I need not add that this has been very pleasing to me. I was married December 9, 1904, at Atlanta, Ga., to Miss Mary E. Hobbs.
To me Tuskegee has been all in all, and I still remember with gratitude the man who, in my hearing, spoke so glowingly of the school as I weighed my cotton in the little Georgia town away back in December, 1892.
VII
COTTON-GROWING IN AFRICA
By John W. Robinson
As all autobiographical sketches begin, so do I begin this one. I was born in Bennettsville, S. C., in 1873. Neither of my parents could write their names; but my father could read a little, and taught me the alphabet.

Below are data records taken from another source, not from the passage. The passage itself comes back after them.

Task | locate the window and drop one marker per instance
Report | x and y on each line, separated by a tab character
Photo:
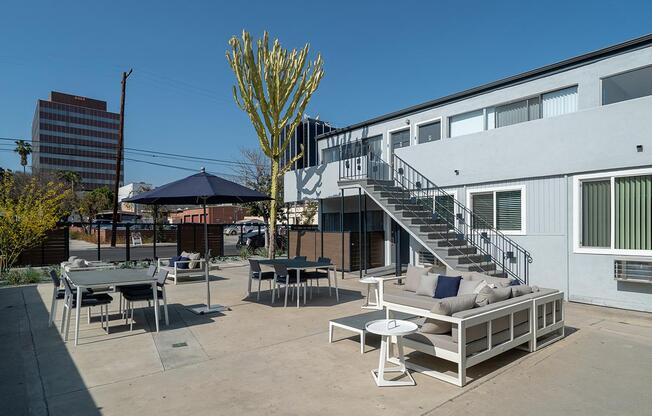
627	86
517	112
500	209
467	123
614	213
331	154
429	132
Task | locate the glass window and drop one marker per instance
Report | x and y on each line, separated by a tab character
627	86
559	102
482	206
429	132
596	213
467	123
331	154
508	210
633	216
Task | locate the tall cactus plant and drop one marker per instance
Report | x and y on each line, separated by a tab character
273	86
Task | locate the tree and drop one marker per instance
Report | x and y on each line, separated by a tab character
274	86
23	149
99	199
27	213
71	177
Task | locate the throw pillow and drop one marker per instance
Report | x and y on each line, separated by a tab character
467	287
193	260
446	307
427	284
447	286
520	290
182	266
413	277
173	260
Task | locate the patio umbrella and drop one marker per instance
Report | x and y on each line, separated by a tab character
200	189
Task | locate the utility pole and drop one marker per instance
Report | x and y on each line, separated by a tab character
118	158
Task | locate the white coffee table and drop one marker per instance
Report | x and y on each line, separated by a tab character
391	328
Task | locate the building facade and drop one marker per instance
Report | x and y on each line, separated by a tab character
73	133
556	161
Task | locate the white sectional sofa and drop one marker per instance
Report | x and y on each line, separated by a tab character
529	318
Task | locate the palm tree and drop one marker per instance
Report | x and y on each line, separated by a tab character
24	149
73	178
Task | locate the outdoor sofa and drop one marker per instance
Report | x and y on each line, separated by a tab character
466	335
194	265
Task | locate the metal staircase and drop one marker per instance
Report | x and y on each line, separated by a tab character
455	235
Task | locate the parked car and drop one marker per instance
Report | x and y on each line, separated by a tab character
254	239
234	229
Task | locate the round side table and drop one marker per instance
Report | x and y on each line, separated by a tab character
391	328
371	281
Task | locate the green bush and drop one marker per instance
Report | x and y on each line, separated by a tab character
23	276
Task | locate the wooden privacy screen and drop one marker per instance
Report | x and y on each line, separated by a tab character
53	250
190	237
308	243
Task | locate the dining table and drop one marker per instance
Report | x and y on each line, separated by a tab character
298	265
89	279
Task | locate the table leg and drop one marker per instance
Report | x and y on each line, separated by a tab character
249	282
77	314
155	292
298	280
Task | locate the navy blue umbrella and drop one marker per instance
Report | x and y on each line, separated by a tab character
200	189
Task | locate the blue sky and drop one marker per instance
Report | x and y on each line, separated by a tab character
379	57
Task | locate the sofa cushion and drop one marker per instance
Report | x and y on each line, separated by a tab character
467	286
410	299
489	295
413	277
181	263
520	290
446	307
193	257
447	286
173	260
427	284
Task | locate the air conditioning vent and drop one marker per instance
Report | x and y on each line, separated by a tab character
633	270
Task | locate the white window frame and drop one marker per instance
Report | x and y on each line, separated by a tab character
577	211
432	120
494	189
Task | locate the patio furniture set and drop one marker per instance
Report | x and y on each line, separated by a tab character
482	317
89	287
291	275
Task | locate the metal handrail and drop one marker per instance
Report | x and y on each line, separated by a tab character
509	256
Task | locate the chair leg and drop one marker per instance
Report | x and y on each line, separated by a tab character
53	308
165	306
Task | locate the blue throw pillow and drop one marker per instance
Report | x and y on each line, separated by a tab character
182	265
172	260
447	286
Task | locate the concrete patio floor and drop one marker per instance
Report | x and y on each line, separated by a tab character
263	359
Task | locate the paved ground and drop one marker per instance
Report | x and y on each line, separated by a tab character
262	359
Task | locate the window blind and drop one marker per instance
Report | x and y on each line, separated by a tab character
596	214
559	102
508	210
483	208
633	203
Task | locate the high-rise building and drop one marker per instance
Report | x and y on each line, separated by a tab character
73	133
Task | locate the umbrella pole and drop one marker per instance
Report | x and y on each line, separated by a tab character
208	308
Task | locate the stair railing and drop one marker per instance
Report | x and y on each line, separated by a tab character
415	190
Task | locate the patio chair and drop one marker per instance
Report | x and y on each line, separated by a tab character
258	274
88	300
141	295
287	278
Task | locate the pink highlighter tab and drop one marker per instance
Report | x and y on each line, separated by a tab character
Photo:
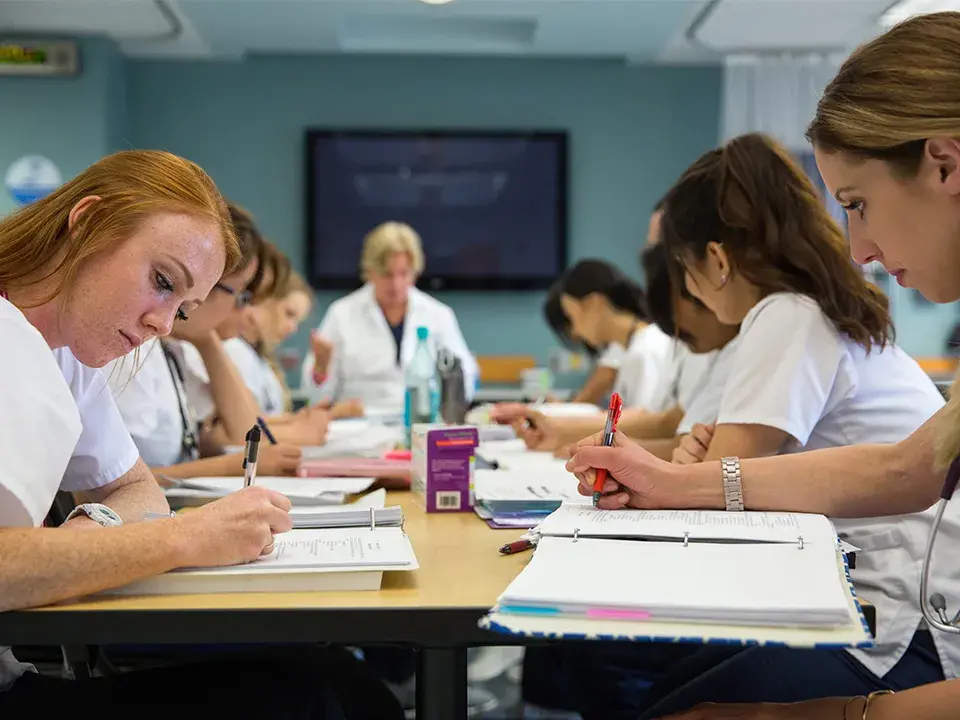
398	455
602	614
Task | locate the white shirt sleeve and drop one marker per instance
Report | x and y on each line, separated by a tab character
450	337
196	382
786	363
105	450
247	362
39	424
148	402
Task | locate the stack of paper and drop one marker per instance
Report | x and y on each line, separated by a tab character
302	560
368	511
355	437
521	498
752	577
514	455
313	491
355	467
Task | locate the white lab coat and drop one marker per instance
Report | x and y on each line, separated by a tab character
59	430
364	364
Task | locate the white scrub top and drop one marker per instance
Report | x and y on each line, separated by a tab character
63	433
258	375
153	404
196	380
648	370
364	364
793	370
704	404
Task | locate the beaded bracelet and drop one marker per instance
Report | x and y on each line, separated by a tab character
870	697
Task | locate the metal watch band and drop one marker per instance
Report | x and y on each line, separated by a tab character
100	514
732	486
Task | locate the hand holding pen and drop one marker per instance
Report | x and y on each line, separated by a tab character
609	429
632	476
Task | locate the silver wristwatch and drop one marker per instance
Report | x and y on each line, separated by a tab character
98	513
732	486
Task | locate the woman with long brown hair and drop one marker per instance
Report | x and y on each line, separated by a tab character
887	141
813	367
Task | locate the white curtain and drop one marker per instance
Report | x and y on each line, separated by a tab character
774	94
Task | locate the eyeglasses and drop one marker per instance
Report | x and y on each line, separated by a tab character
241	298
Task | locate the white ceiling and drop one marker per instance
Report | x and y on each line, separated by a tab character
641	31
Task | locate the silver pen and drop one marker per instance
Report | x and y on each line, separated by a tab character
250	456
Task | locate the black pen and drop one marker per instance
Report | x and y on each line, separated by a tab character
266	431
250	456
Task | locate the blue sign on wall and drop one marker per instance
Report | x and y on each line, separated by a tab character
32	177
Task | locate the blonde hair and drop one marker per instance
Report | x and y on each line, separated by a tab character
131	185
387	240
887	99
292	282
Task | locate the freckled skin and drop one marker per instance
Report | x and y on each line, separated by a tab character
119	289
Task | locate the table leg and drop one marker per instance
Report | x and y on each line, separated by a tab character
442	684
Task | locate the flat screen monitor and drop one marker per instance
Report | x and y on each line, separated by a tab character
490	207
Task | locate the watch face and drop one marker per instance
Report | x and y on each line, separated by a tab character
104	515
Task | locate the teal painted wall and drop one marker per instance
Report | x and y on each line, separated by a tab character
66	119
632	131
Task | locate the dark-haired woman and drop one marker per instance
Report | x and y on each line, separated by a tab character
595	305
814	367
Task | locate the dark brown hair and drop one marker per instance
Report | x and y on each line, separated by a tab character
251	244
752	198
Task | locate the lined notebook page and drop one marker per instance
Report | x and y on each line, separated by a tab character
290	486
749	584
524	485
330	548
700	524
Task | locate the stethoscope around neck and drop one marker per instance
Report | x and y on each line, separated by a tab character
934	607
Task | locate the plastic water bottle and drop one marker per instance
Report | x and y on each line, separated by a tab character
421	393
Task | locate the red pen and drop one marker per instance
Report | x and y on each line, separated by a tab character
609	429
515	547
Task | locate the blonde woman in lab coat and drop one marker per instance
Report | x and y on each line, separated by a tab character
367	338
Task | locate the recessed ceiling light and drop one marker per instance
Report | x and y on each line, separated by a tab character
908	8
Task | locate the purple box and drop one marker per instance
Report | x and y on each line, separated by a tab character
442	466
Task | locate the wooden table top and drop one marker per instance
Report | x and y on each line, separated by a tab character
460	568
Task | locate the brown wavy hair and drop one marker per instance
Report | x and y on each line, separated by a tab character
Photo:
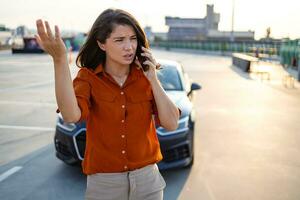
90	55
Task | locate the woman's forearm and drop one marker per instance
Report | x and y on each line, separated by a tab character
65	95
167	111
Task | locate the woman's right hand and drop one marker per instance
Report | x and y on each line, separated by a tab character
52	44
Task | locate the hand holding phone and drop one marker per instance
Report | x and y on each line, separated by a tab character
143	58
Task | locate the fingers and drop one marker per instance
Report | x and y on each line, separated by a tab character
57	33
46	34
38	39
49	32
149	63
41	29
138	62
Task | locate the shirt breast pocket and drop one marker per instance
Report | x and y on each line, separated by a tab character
141	105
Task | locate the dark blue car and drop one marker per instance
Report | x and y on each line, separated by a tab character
177	146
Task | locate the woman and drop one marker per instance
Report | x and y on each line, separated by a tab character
116	95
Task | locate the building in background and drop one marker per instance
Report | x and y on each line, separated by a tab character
5	35
202	28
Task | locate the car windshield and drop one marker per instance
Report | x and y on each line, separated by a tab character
169	78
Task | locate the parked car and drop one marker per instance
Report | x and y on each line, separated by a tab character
177	146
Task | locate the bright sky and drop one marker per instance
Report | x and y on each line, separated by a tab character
256	15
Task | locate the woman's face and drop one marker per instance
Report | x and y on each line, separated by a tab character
121	45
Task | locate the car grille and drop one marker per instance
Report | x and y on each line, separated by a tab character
177	153
62	148
80	141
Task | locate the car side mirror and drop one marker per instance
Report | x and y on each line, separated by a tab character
194	86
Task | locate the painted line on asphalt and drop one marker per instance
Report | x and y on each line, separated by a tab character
24	103
27	128
9	172
31	85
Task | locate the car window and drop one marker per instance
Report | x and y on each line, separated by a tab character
169	78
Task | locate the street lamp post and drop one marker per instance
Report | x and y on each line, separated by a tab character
232	22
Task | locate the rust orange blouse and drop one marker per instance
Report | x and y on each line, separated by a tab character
121	134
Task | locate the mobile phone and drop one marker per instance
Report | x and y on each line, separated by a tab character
141	58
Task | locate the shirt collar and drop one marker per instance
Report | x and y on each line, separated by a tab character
135	70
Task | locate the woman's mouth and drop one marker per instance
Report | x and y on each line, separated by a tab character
128	56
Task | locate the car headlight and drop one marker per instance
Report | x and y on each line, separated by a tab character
64	125
183	125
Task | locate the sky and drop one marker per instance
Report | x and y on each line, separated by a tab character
255	15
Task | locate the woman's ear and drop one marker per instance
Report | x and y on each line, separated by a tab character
101	46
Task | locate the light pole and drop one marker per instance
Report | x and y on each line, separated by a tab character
232	22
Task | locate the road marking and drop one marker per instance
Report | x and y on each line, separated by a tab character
31	85
24	103
9	172
27	128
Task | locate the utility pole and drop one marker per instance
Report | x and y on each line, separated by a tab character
232	22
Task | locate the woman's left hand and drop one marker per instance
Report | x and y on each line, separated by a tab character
151	62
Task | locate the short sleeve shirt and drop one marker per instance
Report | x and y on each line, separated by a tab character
120	121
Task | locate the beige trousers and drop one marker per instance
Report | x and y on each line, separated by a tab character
141	184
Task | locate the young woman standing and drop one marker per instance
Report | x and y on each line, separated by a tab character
117	96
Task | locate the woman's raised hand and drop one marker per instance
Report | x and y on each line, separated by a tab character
52	44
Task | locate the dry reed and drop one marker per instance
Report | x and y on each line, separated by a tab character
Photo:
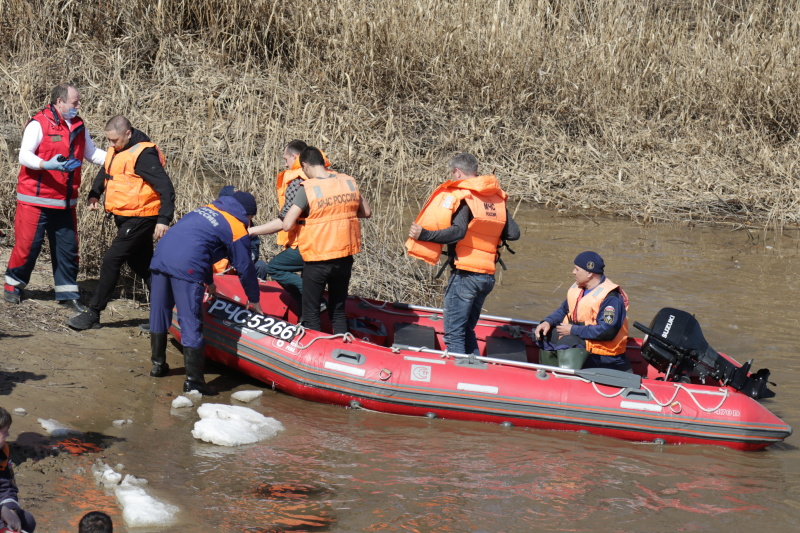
660	110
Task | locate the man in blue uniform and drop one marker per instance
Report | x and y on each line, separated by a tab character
182	269
591	326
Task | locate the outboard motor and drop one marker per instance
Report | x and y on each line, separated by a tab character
675	346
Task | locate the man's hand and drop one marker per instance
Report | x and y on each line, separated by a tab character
542	330
211	289
564	330
415	230
160	231
10	518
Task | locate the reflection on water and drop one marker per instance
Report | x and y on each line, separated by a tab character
343	470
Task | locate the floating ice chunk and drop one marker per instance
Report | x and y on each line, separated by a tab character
231	425
181	401
54	428
194	395
139	509
133	481
246	396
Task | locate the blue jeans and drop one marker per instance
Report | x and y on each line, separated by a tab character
463	300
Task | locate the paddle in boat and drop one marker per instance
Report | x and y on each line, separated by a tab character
394	361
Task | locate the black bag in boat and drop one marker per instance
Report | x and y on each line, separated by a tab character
675	345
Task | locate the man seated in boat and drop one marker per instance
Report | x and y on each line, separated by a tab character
468	214
590	329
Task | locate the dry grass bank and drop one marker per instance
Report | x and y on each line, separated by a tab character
657	110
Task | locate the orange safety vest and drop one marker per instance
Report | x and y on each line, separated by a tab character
477	251
331	230
127	194
589	308
288	239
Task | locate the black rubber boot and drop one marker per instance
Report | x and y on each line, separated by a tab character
194	360
158	347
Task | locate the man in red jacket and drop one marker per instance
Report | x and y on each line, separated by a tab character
54	144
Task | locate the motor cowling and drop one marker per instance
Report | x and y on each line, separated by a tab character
675	345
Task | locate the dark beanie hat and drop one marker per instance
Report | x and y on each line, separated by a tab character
227	190
591	262
248	202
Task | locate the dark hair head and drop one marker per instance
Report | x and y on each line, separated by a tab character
119	124
312	156
95	522
5	418
60	91
296	147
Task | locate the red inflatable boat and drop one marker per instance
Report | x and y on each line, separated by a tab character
681	391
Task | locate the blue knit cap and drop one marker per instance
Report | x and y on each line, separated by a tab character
227	190
590	262
248	201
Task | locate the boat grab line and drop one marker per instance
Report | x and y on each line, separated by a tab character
678	387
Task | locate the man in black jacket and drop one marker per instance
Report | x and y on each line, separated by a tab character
140	195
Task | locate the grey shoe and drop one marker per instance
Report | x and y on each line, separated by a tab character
88	320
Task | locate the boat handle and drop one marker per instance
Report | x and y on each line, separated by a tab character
346	356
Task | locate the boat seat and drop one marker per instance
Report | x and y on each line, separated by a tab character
414	335
505	348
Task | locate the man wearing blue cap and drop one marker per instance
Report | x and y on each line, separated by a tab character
591	326
182	269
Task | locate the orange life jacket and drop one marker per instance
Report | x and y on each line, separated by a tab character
288	239
52	188
589	308
127	194
477	251
331	230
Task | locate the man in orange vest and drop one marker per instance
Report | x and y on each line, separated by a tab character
327	208
591	326
469	214
53	146
141	197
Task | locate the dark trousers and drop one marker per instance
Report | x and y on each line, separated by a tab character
335	273
133	245
167	292
283	267
31	224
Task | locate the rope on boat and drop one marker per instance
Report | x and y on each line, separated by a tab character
301	331
514	330
604	395
678	387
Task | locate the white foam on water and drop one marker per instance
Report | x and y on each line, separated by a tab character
231	425
181	401
54	428
139	509
246	396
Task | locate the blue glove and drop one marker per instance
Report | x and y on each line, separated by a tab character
61	164
71	164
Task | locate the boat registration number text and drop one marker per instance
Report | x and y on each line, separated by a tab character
244	317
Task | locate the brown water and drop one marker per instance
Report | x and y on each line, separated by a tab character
343	470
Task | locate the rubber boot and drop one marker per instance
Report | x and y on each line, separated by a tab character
548	357
194	360
158	347
572	358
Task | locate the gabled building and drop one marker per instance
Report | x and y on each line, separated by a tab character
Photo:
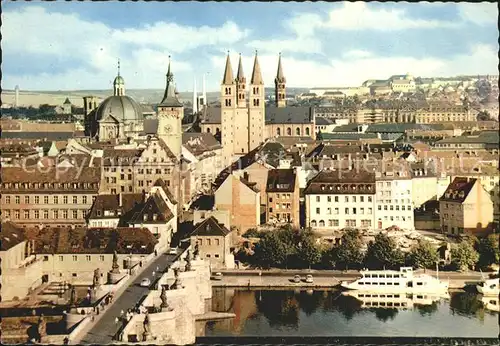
465	207
214	243
21	270
338	199
283	198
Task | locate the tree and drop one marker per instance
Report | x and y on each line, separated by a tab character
463	255
348	253
423	255
488	249
270	250
383	252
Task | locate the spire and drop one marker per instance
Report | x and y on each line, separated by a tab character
256	74
280	77
195	97
170	98
228	73
240	77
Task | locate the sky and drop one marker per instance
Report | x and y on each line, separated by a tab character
76	45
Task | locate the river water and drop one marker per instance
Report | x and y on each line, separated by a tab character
331	313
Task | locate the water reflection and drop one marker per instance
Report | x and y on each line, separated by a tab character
333	313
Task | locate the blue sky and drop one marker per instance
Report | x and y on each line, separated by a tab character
75	45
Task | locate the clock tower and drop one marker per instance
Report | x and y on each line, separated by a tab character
170	114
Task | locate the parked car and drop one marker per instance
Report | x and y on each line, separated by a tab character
145	282
217	276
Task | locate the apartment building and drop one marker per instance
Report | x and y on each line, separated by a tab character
214	243
337	199
465	207
49	196
73	254
242	199
283	197
489	178
21	270
394	199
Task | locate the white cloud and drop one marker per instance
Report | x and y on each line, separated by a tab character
359	15
479	13
362	65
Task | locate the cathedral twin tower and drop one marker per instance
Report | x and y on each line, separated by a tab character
242	119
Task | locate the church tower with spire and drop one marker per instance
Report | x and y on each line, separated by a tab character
119	84
256	107
170	114
280	86
228	111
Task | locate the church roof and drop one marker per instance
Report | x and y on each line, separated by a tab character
240	76
170	98
228	72
280	76
210	227
256	74
289	115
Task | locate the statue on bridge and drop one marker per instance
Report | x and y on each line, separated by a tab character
96	282
164	304
146	335
115	268
41	327
196	252
72	297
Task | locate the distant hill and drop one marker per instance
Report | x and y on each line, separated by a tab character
35	98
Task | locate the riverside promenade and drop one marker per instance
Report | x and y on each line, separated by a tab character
322	278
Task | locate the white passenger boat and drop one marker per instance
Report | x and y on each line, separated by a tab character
394	300
489	287
402	281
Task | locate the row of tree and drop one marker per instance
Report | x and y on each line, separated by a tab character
298	249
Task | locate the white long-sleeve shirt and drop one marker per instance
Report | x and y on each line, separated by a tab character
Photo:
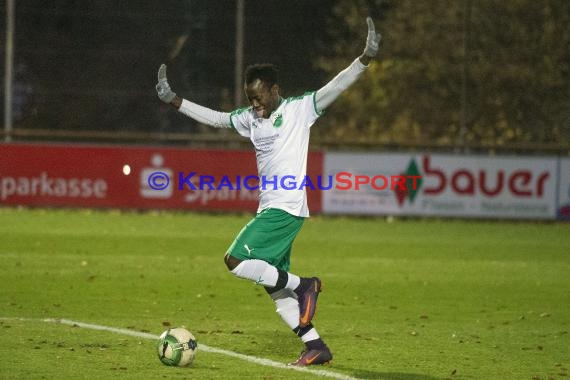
281	142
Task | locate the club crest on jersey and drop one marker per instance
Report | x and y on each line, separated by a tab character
276	120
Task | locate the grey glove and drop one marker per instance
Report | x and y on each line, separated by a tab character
162	88
373	39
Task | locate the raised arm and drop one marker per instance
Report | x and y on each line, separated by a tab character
195	111
329	92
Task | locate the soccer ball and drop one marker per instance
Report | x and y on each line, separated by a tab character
176	347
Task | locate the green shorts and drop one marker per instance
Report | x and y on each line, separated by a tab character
268	237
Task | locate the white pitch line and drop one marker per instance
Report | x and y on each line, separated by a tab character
201	347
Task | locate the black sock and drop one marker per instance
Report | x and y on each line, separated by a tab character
282	278
303	285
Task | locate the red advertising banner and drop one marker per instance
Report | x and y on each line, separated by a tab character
130	177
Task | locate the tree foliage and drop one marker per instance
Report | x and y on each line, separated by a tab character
454	71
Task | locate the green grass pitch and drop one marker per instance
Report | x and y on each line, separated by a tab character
412	300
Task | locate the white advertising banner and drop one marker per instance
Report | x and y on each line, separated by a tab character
564	189
440	185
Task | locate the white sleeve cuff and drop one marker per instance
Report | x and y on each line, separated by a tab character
205	115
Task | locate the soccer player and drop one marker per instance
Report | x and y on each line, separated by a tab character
279	130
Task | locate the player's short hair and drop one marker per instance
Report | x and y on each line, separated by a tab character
266	72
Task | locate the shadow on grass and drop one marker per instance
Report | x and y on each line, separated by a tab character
366	374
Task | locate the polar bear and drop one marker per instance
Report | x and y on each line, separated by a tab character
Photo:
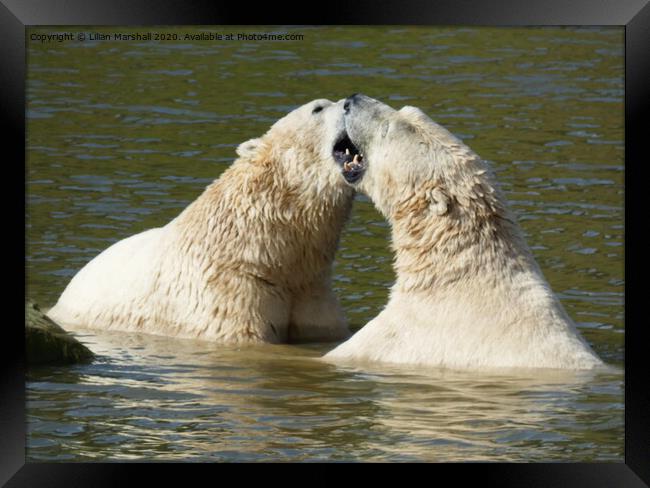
468	292
249	261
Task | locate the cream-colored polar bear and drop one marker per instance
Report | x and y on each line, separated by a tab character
248	261
468	293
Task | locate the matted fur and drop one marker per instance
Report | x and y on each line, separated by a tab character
468	293
248	261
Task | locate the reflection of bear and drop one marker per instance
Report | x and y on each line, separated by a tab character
248	261
468	292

My paternal grandfather was a slave of some intelligence. He was a competent carpenter, had charge of his master's saw- and grist-mills, and kept the accounts of the two mills. His master, who was a member of the State Legislature, was very kind to him. He allowed him a portion of the savings from these industries he was controlling, and even promised him his freedom. The latter he delayed so long that my grandfather ran away. He succeeded in reaching Charleston, S. C. He had secured a ticket and was about to take passage for Canada, when he was captured and returned to his master's home. His master was attending the General Assembly of the State of South Carolina, and it became the overseer's duty to punish the returned fugitive. My grandfather never recovered from the effects of the brutal punishment meted out to him for daring to desire freedom in his own right.
My father was the oldest boy and the second child in a family of five. He was a farmer and a cobbler. At the age of twenty-seven he was married to my mother.
I suppose the history of my mother's life would be monotonous and dull to many ears, but I remember that I never grew tired of hearing her relate its somber happenings. She often told us how her grandmother could relate the thrilling story of her capture on African soil and of being brought to America, of the horrors of the passage, and of much else that I shall always remember.